Peanut Patch setback – likely nothing until late ’21 at best
Paul’s Perspective on the Peanut Patch
For a few years, peanut allergy sufferers were quite enthused by the prospect of the Viaskin Peanut Patch (by DBV Technologies) allowing them to develop some protection from the ingestion of small quantities of peanuts or peanut protein. It was the equivalent of OIT (oral immunotherapy) in a less-risky patch form.
About a year ago, DBV produced mixed clinical trial data, but later supplemented it in a way that made FDA approval of the patch seem likely. Internally, and with the food allergy community, DBV by all means seemed to be preparing for a mid-2020 launch of the patch.

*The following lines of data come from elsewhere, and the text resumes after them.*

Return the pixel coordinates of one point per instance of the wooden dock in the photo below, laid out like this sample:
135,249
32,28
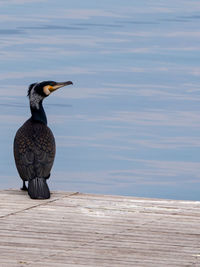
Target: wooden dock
73,229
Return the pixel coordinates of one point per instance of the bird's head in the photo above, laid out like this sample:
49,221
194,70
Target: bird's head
38,91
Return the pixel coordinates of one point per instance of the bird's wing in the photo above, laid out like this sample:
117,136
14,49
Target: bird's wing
34,150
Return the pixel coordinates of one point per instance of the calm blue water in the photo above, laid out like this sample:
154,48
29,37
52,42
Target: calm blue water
130,125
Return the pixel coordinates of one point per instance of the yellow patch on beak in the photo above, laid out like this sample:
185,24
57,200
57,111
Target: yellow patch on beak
47,89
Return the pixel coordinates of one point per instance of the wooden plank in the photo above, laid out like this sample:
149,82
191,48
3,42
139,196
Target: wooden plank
73,229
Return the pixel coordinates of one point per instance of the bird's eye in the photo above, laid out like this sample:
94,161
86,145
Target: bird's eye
46,89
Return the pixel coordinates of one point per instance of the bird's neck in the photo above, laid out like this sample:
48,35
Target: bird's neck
38,114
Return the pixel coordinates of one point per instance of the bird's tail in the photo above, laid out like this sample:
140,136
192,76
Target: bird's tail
38,188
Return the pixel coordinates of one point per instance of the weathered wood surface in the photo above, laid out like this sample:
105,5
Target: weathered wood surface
73,229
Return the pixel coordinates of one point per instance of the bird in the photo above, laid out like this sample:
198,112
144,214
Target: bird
34,143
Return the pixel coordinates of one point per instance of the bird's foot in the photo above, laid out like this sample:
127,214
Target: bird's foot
24,187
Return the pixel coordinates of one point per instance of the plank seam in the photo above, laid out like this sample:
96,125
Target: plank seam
38,205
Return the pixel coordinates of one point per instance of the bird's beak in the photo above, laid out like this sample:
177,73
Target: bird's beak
59,85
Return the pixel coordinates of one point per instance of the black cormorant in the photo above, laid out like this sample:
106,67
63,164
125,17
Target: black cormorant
34,143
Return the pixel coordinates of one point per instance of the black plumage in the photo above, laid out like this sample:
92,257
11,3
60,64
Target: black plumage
34,143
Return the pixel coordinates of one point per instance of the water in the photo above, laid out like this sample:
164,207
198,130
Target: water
130,125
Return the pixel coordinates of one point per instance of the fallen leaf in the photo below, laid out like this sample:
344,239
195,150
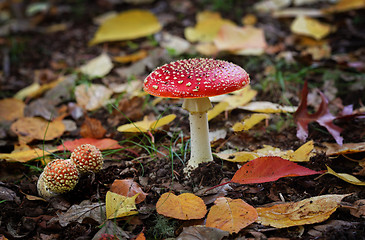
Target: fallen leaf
101,144
302,154
267,107
146,125
186,206
28,129
86,209
11,109
310,27
119,206
128,25
93,96
230,215
92,128
347,148
308,211
134,57
202,233
345,5
25,156
268,169
111,227
206,28
217,109
358,208
346,177
322,116
97,67
250,122
246,40
128,188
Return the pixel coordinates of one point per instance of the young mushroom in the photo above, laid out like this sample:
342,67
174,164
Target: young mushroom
58,177
87,158
195,80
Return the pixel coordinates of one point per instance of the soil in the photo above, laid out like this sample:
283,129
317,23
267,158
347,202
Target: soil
22,217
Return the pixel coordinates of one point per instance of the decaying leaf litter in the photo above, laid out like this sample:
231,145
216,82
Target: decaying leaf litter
69,83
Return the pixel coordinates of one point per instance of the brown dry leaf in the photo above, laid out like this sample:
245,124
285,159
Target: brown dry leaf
33,128
310,27
206,28
25,155
308,211
92,128
186,206
246,40
231,215
128,188
346,177
98,66
358,208
93,96
346,148
250,122
134,57
267,107
128,25
11,109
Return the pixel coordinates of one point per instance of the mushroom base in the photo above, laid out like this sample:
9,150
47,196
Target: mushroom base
199,141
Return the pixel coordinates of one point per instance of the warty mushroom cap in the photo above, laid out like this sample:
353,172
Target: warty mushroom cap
195,78
59,176
87,158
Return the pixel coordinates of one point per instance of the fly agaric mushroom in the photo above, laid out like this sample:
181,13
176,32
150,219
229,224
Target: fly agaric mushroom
59,176
87,158
196,80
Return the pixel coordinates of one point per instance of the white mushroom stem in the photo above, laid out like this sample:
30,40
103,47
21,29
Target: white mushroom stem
199,131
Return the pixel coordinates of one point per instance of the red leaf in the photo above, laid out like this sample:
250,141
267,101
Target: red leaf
102,144
268,169
322,116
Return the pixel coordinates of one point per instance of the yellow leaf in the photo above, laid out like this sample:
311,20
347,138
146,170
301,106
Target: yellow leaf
250,122
310,27
219,108
97,67
25,156
346,177
186,206
207,27
346,148
11,109
120,206
345,5
238,156
93,96
244,40
230,215
25,92
128,25
146,125
31,128
302,154
267,107
308,211
131,57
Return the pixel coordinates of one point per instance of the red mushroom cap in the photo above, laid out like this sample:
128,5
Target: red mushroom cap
87,158
60,176
196,78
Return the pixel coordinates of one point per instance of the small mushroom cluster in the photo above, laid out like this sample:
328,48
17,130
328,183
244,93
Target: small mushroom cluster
62,175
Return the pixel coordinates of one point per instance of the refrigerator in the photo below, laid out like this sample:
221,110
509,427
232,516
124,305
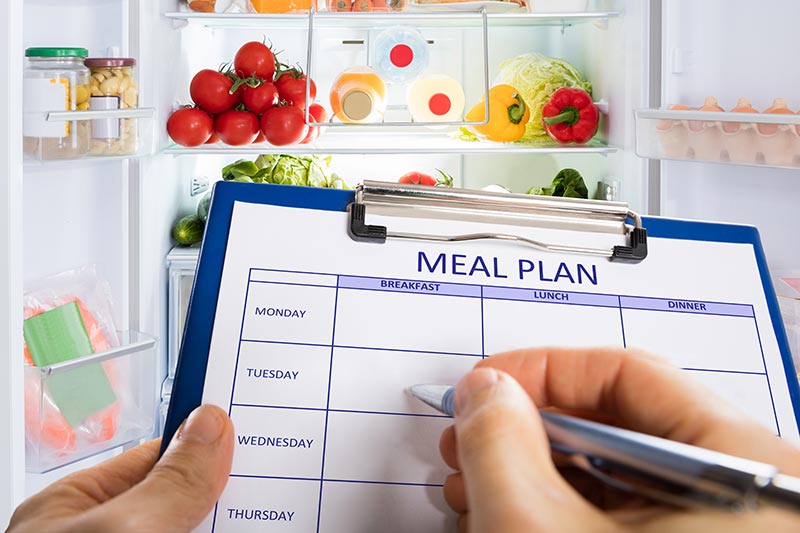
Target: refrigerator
117,212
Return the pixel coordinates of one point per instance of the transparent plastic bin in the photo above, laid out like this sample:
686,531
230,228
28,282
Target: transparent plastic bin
135,133
722,137
91,404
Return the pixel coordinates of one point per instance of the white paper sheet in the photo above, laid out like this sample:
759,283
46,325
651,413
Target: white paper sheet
316,338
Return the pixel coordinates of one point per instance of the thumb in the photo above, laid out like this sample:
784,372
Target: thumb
510,480
184,484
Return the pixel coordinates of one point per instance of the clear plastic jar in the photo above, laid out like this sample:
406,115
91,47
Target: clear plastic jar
55,79
113,86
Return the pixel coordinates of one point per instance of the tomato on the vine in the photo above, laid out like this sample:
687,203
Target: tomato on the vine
316,113
259,99
284,125
236,128
190,126
254,59
291,87
210,90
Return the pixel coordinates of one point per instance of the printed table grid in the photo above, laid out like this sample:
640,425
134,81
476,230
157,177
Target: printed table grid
468,291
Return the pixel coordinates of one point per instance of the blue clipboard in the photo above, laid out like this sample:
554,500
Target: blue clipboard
193,359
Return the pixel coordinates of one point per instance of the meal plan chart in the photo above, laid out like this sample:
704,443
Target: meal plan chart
317,338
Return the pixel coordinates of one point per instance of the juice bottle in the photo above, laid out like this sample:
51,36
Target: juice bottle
435,99
358,95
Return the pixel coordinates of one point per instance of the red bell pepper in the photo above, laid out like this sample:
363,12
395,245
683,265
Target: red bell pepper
570,116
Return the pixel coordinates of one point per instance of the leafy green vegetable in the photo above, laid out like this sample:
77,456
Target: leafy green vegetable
567,183
188,230
537,77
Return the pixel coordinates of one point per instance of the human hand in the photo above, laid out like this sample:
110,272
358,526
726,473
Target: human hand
506,477
133,492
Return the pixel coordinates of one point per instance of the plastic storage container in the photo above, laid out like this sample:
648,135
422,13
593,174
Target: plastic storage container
55,79
435,99
358,95
91,404
726,137
399,54
113,86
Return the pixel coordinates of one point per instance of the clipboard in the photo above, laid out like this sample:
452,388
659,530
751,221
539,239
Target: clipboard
446,204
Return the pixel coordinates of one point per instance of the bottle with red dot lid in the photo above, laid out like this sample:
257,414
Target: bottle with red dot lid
435,98
399,54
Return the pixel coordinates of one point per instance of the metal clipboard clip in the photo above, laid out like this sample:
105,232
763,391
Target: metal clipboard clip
463,204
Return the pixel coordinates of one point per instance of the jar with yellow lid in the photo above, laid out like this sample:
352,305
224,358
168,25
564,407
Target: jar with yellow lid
113,86
55,79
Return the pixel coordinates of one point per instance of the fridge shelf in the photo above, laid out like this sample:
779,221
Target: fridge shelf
359,140
85,406
719,137
98,134
326,19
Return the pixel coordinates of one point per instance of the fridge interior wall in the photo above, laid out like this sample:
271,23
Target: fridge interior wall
733,49
117,214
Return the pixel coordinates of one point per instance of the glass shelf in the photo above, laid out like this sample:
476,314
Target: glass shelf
352,142
371,20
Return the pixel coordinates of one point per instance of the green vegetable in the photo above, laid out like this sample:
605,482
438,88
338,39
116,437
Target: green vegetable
309,171
188,230
567,183
537,77
203,205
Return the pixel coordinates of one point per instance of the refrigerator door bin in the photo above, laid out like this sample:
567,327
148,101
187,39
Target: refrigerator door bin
719,137
84,406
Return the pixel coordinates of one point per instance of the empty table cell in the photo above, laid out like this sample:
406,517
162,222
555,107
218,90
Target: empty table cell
279,374
385,448
404,321
377,380
509,325
278,442
710,342
747,392
370,508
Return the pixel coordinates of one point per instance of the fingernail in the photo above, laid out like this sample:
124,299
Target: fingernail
470,385
204,425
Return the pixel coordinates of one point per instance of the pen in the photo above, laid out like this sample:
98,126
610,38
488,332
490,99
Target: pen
675,473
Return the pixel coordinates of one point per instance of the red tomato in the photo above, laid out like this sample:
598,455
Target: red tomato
190,126
417,178
292,88
254,59
316,113
210,90
237,128
284,125
259,99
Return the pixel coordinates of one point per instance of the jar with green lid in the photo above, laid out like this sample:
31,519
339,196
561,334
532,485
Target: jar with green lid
113,86
55,79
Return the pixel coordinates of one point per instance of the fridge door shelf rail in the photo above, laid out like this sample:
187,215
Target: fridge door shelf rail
759,139
327,19
89,405
354,141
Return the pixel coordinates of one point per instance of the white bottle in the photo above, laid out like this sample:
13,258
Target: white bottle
435,98
399,54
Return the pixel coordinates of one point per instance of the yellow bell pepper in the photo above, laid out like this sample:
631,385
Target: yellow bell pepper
508,115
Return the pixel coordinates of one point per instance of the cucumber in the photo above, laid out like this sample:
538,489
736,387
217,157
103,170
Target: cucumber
188,230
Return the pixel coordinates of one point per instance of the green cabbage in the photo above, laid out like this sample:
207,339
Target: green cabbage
537,77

Then a setback occurred with the FDA, early this year, and DBV pulled its outreach efforts. The “sticking point” seemed to be problems with Viaskin patch adhesion to the body. Simply put, adhesion wasn’t what it was supposed to be and had hurt trial results and overall efficacy of the patch. As is the case in dealings with the FDA, DBV met with them to discuss these findings and the ultimate outcome – learned yesterday – was not positive.

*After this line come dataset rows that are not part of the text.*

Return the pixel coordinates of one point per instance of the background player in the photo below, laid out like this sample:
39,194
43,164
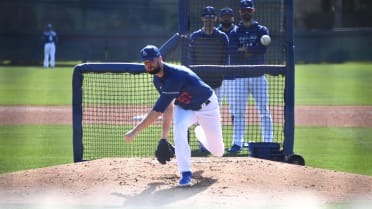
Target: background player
209,46
193,101
50,40
246,49
226,25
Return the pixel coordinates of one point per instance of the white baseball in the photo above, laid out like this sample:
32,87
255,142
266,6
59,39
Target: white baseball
265,40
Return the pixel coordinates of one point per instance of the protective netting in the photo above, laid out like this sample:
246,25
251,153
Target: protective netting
252,96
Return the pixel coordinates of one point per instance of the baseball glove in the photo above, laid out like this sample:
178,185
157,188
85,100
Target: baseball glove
164,151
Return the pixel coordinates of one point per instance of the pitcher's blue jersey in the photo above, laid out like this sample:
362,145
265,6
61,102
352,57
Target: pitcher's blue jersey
248,37
208,49
182,84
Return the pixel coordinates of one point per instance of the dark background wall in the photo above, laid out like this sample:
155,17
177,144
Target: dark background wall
115,30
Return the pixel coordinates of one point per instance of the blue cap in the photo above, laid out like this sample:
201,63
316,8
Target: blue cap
246,4
226,11
149,52
209,10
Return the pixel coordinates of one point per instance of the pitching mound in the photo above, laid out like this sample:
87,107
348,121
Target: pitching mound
144,183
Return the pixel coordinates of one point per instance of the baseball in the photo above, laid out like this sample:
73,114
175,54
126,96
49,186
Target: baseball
265,40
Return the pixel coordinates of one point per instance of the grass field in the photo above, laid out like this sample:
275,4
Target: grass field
342,149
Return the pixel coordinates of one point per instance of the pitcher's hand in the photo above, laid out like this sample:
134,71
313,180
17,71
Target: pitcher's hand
129,136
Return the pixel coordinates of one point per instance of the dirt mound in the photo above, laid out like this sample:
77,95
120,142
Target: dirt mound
217,182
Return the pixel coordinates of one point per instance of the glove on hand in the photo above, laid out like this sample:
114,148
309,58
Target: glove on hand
164,151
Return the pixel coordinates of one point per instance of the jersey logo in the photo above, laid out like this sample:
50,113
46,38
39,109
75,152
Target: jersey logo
184,98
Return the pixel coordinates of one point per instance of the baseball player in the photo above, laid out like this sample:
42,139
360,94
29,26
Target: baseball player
188,99
209,46
226,25
246,49
49,39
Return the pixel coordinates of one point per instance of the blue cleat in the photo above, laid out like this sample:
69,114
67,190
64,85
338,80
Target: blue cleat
202,149
235,149
185,179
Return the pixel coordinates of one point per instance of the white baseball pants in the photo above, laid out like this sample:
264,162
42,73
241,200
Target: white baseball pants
209,119
243,87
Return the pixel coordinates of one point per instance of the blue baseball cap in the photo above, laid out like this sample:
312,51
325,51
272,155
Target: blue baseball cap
246,4
226,11
149,52
209,10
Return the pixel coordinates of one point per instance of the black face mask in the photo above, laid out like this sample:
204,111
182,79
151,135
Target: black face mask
247,17
226,24
155,71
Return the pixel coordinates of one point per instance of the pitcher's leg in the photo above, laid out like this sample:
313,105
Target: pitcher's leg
209,119
183,119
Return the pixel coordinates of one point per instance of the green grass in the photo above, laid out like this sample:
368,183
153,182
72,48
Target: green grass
334,84
316,84
34,146
35,86
341,149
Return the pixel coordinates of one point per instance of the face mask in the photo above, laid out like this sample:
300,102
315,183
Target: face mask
247,17
226,24
155,71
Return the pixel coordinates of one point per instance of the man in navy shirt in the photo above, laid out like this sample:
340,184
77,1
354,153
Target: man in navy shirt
186,98
209,46
49,39
246,49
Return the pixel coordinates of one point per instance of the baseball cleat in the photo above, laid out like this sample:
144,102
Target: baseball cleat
235,149
185,179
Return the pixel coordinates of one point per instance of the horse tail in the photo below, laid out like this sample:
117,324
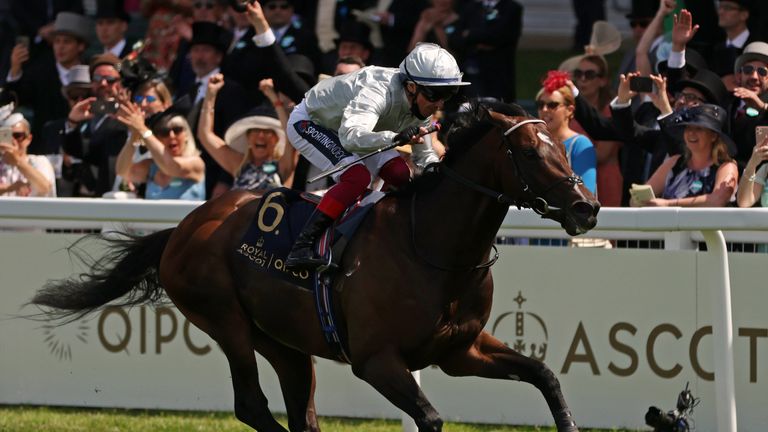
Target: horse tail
130,267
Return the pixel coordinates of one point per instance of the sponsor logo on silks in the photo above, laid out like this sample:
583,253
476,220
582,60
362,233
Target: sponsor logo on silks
530,332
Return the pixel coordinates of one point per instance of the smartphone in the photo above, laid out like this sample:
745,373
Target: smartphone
6,136
641,84
104,106
23,40
761,133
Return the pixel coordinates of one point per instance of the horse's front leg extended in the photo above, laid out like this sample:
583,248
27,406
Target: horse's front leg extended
490,358
386,372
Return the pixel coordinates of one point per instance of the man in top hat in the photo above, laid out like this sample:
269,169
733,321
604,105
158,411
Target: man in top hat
732,19
208,46
38,82
487,37
111,25
292,36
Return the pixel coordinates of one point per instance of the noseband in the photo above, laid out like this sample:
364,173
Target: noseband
539,204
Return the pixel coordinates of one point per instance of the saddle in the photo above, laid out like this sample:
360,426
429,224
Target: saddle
281,215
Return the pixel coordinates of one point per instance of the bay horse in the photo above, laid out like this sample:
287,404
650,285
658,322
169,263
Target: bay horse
414,288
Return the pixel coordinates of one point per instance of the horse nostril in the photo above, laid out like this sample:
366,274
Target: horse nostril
584,209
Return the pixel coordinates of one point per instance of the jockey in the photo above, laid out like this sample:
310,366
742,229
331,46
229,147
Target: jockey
356,113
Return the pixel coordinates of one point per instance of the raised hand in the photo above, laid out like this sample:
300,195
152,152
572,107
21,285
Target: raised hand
683,30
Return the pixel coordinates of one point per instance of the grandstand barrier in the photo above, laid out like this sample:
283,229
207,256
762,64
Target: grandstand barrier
623,328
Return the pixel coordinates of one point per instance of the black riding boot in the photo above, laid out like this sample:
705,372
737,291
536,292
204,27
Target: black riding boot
302,255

The FDA has concerns about patch adhesion and it’s effect on the efficacy of this therapy, despite the additional data DBV provided, and has requested that DBV make modifications to the patch, submit additional data, and then conduct another clinical trial.

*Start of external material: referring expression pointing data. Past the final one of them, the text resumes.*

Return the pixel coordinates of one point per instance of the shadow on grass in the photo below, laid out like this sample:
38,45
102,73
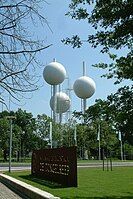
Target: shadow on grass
104,197
41,181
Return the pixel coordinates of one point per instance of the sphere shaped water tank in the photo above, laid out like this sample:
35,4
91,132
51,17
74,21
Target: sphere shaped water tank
54,73
84,87
62,102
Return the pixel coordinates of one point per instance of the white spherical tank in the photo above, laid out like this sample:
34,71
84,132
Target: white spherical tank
54,73
84,87
62,102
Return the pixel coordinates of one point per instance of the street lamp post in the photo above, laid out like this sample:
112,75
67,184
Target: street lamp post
10,144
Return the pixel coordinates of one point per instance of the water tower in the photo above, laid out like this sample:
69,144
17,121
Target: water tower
54,74
84,87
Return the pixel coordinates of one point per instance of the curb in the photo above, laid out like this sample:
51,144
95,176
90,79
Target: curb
26,189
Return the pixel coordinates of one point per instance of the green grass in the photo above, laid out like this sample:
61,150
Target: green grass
92,183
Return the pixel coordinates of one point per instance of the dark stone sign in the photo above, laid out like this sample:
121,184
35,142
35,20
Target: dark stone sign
57,165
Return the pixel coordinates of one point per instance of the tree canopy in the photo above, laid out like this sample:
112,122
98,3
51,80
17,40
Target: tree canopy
19,46
113,24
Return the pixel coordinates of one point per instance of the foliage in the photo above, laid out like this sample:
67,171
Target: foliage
111,185
19,47
113,24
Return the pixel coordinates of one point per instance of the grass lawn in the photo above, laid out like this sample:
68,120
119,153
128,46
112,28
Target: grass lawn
92,183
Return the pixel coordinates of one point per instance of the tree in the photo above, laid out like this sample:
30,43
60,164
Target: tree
19,47
113,24
121,112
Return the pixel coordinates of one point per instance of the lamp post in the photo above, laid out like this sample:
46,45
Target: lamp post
10,144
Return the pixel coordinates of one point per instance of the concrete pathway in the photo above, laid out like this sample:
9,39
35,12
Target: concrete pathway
6,193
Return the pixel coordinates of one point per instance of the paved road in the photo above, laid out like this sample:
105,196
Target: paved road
18,168
6,193
80,165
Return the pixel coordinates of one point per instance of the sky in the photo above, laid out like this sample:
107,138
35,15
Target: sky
72,59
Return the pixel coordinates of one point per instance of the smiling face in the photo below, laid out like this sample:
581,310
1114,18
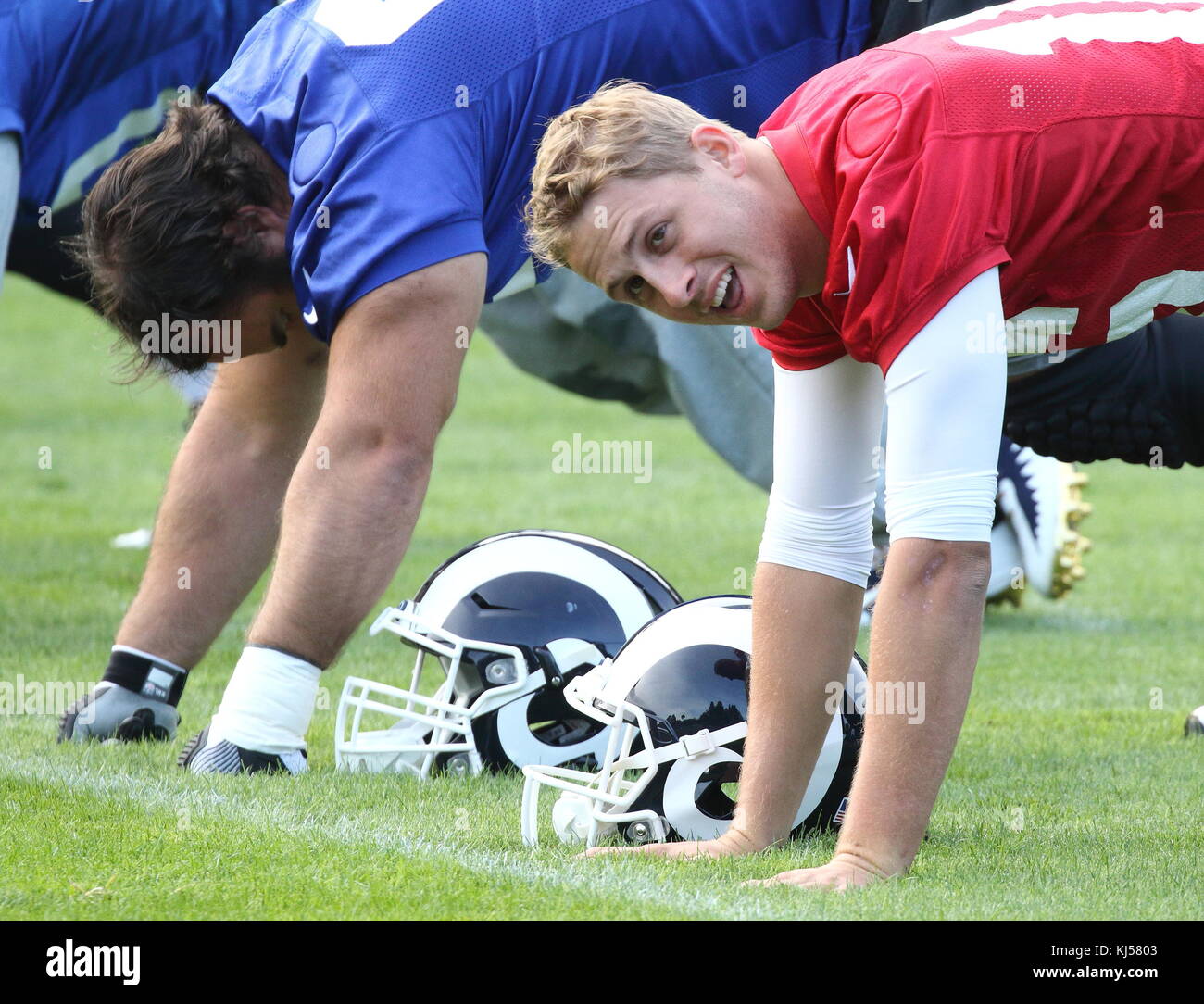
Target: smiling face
709,247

This is a huge setback for DBV’s Peanut Patch and will likely delay its potential availability until late 2021 at the earliest!
In addition, whereas DBV had planned to apply for European Approval in late 2020, they will re-evaluate and likely defer that plan for now.
Management at DBV believes a next-generation patch can be developed within “weeks to months” and believes it can produce enough for a clinical study relatively quickly. However, what is yet to be known is how large of a study the FDA will require once DBV meets with them following the redesign of the patch. More clarity is expected late in 2020. As described by research put out by Morgan Stanley today, “accounting for the time it would likely take to then manufacture sufficient quantities of a re-worked patch, conduct an additional clinical trial and human factors study, and report top line data, we would not expect validating data for the revised patch to be reported until mid-2021 at the earliest.” This would then be followed by the need to manufacture enough patches for commercial launch.
The concept of the Viaskin Peanut Patch has not lost any of its luster, and hopefully this is simply a setback rather than a death-knell (the company does have dwindling case reserves as this takes place); however, I would note that the concept of the patch still seems like a safer alternative than OIT (since OIT requires risk of anaphylaxis at every stage, particularly the first) and, if DBV is successful in launching the Viaskin Peanut Patch, it might make for an easier runway to launch their follow-on Viaskin Milk and Viaskin Egg Patches, adding tremendous value to their shareholders – and to our food allergy community.
It saddens us to report this negative news, especially to those who were holding out hope for a quick, effective therapy, but new drug development is notoriously difficult and the FDA extremely cautious in their safety and efficacy profiling.
We wish our best to DBV in redesigning the Viaskin Peanut Patch effectively and quickly.